US 12,423,960 B1
Concept shift detection and correction using probabilistic models and learned feature representations
Lukas Stefan Balles, Berlin (DE); Giovanni Zappella, Berlin (DE); and Cedric Philippe Archambeau, Berlin (DE)
Assigned to Amazon Technologies, Inc., Seattle, WA (US)
Filed by Amazon Technologies, Inc., Seattle, WA (US)
Filed on Mar. 29, 2022, as Appl. No. 17/707,004.
Int. Cl. G06V 10/77 (2022.01); G06F 11/07 (2006.01); G06N 20/20 (2019.01); G06V 10/772 (2022.01); G06V 10/774 (2022.01)

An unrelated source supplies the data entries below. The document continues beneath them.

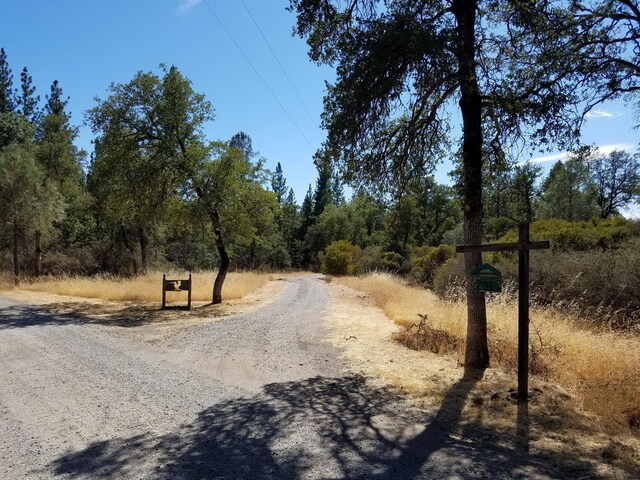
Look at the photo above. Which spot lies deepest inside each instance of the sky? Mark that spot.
(240, 53)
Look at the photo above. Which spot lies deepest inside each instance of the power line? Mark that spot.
(279, 64)
(257, 73)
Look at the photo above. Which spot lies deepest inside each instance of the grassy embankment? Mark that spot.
(145, 288)
(601, 368)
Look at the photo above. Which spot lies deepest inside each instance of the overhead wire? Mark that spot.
(273, 53)
(257, 72)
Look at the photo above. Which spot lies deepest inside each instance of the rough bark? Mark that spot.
(224, 258)
(129, 247)
(477, 351)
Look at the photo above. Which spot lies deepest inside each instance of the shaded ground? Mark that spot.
(258, 395)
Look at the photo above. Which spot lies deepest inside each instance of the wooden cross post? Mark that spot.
(523, 246)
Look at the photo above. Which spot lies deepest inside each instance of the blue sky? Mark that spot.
(87, 44)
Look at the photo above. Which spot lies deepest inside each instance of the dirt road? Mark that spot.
(251, 396)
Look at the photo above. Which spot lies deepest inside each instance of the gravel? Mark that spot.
(251, 396)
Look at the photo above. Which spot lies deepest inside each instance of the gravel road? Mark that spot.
(251, 396)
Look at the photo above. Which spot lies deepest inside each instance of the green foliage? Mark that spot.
(338, 258)
(369, 260)
(617, 181)
(568, 192)
(28, 203)
(15, 129)
(427, 260)
(392, 261)
(7, 102)
(566, 236)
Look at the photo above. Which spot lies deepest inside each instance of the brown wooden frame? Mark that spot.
(176, 286)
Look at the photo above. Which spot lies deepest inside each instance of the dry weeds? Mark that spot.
(601, 368)
(551, 425)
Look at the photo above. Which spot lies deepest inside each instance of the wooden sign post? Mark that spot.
(523, 246)
(176, 286)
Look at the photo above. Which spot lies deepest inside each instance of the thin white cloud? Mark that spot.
(186, 5)
(599, 113)
(602, 149)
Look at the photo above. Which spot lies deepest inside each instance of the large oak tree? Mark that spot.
(408, 70)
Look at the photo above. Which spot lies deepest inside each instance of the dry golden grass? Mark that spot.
(602, 369)
(146, 288)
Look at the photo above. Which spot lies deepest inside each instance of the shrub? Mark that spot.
(338, 258)
(392, 261)
(369, 260)
(449, 280)
(565, 235)
(428, 261)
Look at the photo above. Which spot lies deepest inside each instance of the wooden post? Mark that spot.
(16, 280)
(38, 263)
(523, 313)
(522, 246)
(164, 292)
(189, 294)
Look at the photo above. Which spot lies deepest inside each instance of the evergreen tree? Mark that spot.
(55, 103)
(7, 102)
(323, 194)
(279, 184)
(617, 179)
(568, 192)
(27, 100)
(243, 141)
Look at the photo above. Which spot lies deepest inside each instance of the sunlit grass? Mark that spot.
(145, 288)
(601, 368)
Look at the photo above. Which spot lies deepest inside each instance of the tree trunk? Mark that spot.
(130, 248)
(477, 351)
(38, 262)
(16, 281)
(144, 244)
(224, 259)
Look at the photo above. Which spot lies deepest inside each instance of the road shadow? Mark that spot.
(322, 428)
(81, 313)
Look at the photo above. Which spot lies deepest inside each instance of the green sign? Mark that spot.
(486, 278)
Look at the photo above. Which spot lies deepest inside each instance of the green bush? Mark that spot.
(369, 260)
(428, 260)
(601, 287)
(565, 235)
(392, 261)
(338, 258)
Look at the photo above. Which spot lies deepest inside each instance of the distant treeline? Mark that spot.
(156, 193)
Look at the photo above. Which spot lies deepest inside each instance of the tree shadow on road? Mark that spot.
(81, 313)
(322, 428)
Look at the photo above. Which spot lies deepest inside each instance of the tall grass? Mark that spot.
(145, 288)
(601, 368)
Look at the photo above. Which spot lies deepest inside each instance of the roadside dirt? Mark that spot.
(108, 312)
(299, 380)
(551, 421)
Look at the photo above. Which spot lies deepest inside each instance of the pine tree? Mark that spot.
(7, 103)
(27, 100)
(323, 195)
(279, 184)
(55, 103)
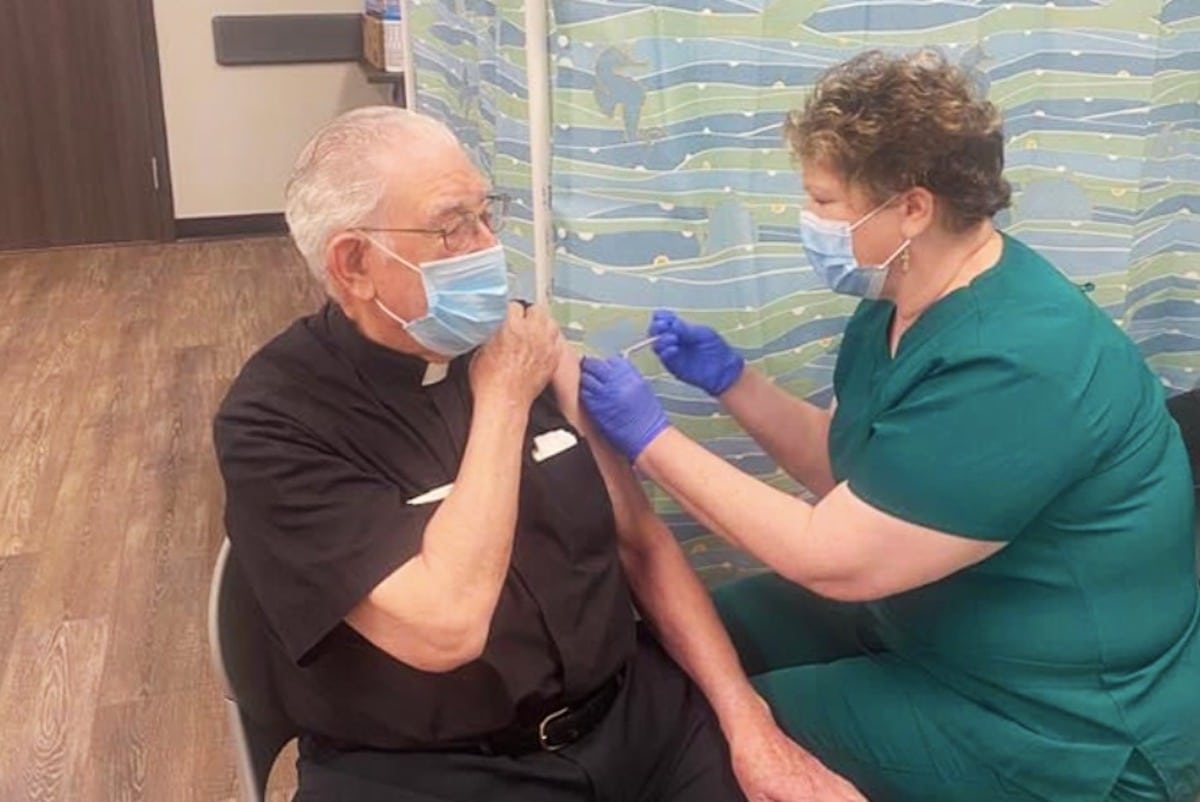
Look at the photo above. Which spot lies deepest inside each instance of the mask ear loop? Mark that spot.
(403, 262)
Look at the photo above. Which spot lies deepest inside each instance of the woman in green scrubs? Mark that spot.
(994, 597)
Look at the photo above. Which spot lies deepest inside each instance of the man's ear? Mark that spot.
(919, 208)
(346, 264)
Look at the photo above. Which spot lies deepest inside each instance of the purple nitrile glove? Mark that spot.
(695, 354)
(622, 404)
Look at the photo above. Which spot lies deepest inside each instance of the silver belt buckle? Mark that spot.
(543, 738)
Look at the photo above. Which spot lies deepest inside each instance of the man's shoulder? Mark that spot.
(276, 376)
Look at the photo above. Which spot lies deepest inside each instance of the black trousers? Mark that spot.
(658, 743)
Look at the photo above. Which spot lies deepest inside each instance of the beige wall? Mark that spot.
(233, 131)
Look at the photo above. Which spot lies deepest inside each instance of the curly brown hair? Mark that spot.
(891, 123)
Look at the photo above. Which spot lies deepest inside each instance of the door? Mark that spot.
(82, 137)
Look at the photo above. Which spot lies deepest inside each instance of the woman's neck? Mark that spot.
(940, 263)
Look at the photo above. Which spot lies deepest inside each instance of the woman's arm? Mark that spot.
(792, 431)
(841, 548)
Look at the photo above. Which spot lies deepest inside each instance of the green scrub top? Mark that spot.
(1017, 411)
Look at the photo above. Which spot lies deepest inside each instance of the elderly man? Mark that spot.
(443, 557)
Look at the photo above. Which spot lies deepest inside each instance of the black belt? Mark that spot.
(558, 729)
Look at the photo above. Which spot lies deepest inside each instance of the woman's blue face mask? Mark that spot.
(467, 298)
(829, 246)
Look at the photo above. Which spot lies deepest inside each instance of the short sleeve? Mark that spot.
(975, 448)
(313, 532)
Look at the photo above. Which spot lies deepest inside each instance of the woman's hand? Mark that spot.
(695, 354)
(621, 404)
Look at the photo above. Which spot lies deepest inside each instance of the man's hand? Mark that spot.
(517, 361)
(772, 767)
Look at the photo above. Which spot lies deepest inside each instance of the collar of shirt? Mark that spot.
(382, 366)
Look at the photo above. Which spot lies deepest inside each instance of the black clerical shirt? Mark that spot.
(336, 453)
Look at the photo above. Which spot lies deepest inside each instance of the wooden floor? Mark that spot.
(112, 363)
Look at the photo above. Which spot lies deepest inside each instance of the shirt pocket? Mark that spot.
(552, 443)
(431, 496)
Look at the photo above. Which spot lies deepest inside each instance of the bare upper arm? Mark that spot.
(624, 491)
(881, 555)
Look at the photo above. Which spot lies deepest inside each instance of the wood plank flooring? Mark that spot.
(112, 363)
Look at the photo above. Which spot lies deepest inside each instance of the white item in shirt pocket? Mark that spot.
(436, 495)
(556, 441)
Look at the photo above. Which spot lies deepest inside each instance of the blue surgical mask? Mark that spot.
(467, 298)
(829, 246)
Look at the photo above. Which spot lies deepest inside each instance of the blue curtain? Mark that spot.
(672, 186)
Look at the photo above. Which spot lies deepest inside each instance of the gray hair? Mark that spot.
(337, 181)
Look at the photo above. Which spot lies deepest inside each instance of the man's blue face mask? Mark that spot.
(829, 246)
(467, 298)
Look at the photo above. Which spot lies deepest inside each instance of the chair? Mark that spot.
(237, 638)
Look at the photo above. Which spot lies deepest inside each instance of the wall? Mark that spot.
(233, 132)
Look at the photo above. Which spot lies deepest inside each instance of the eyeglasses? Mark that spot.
(460, 234)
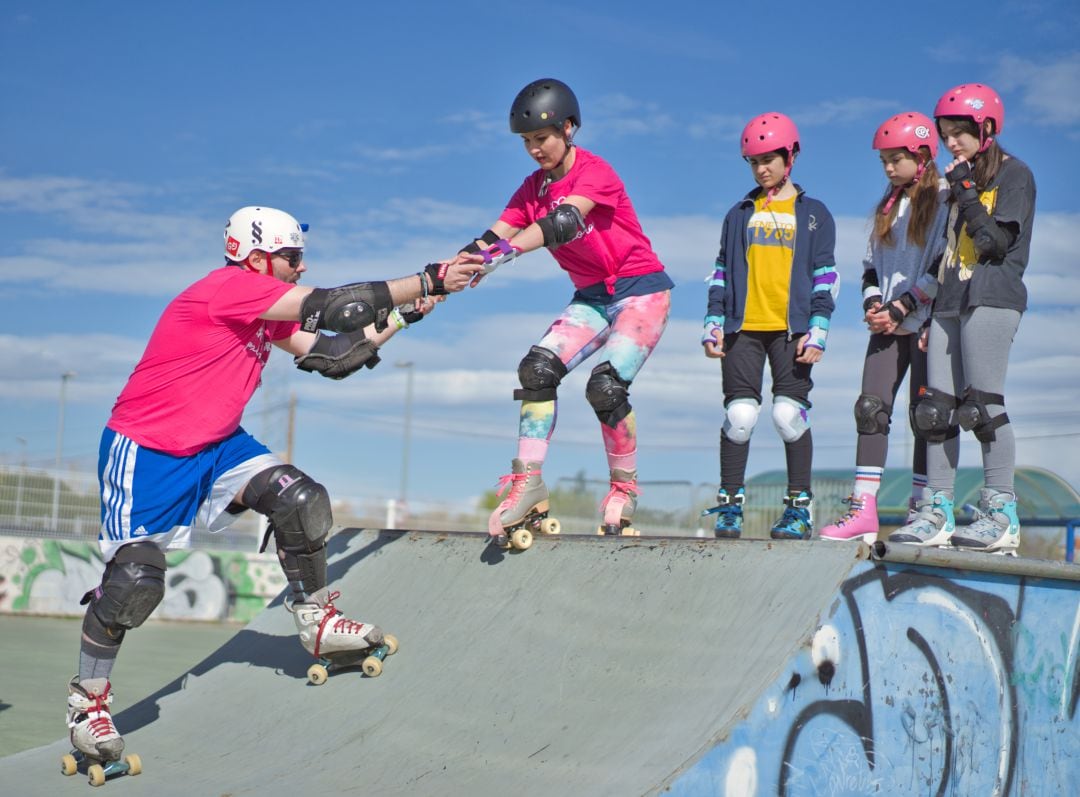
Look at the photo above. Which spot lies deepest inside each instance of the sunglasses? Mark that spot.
(295, 257)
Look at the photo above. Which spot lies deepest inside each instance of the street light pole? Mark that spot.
(18, 487)
(403, 490)
(59, 447)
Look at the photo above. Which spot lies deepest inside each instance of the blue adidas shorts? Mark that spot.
(147, 495)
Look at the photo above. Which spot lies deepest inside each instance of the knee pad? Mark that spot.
(298, 507)
(932, 415)
(540, 372)
(608, 394)
(131, 589)
(740, 417)
(790, 418)
(872, 415)
(973, 416)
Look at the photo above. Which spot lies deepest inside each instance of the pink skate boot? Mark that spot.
(859, 523)
(618, 507)
(524, 511)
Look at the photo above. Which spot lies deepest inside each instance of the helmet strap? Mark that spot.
(900, 189)
(251, 266)
(550, 176)
(783, 180)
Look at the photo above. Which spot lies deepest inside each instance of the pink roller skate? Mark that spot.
(618, 507)
(524, 511)
(859, 523)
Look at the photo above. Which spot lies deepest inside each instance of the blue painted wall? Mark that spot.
(919, 681)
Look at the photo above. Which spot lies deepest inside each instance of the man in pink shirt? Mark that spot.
(577, 206)
(174, 454)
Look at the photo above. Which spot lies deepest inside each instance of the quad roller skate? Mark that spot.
(859, 523)
(729, 514)
(524, 511)
(796, 522)
(97, 746)
(996, 527)
(933, 525)
(336, 642)
(618, 507)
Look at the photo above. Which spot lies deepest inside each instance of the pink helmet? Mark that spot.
(974, 100)
(910, 131)
(767, 133)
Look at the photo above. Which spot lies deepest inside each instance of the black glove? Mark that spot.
(961, 185)
(410, 316)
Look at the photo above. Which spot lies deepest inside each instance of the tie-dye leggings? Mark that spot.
(624, 333)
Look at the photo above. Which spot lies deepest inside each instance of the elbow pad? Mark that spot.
(990, 239)
(562, 226)
(347, 309)
(336, 356)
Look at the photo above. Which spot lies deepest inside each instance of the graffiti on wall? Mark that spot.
(50, 577)
(922, 680)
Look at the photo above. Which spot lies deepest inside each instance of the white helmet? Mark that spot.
(266, 229)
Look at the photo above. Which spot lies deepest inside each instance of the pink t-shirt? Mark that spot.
(612, 244)
(202, 363)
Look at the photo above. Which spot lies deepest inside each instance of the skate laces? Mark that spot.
(99, 719)
(513, 482)
(855, 505)
(621, 488)
(341, 623)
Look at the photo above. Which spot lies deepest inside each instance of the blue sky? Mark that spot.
(131, 131)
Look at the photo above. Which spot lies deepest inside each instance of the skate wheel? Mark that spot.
(95, 773)
(318, 674)
(134, 764)
(551, 526)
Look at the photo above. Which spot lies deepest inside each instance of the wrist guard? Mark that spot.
(347, 309)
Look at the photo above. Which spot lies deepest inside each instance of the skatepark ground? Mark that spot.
(598, 666)
(39, 654)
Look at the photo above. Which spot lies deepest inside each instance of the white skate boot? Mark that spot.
(90, 719)
(337, 642)
(324, 631)
(524, 511)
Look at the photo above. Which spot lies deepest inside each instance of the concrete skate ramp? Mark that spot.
(584, 665)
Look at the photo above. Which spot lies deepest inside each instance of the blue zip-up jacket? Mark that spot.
(813, 268)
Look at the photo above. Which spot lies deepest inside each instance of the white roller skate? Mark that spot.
(524, 511)
(619, 505)
(97, 744)
(933, 525)
(996, 527)
(336, 640)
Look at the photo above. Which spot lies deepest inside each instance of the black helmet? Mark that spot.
(543, 103)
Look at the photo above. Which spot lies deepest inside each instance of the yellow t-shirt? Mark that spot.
(771, 237)
(960, 250)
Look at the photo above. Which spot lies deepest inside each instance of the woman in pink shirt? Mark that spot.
(576, 206)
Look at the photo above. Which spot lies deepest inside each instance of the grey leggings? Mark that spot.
(972, 350)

CPC G06V 10/7747 (2022.01) [G06F 11/0769 (2013.01); G06N 20/20 (2019.01); G06V 10/772 (2022.01)] 20 Claims
OG exemplary drawing
 
1. A computer-implemented method comprising:
retraining a primary machine learning (ML) model based at least in part on use of a first batch of data elements in a sliding window of a memory;
obtaining a second batch of data elements to be used as part of retraining the primary ML model, wherein each of the second batch of data elements is associated with a corresponding target value;
training a gaussian process (GP) ML model based at least in part on use of representations of the first batch of data elements generated at least in part via use of the primary ML model;
generating predictions for the second batch of data elements, via use of the GP model, based on use of representations of the second batch of data elements generated at least in part via use of the primary ML model;
determining a likelihood of concept shift evidenced within the second batch of data elements based at least in part on an analysis of the predictions and target values associated with the second batch of data elements;
determining that the likelihood of concept shift satisfies a criteria; and
transmitting a message identifying the likelihood of concept shift.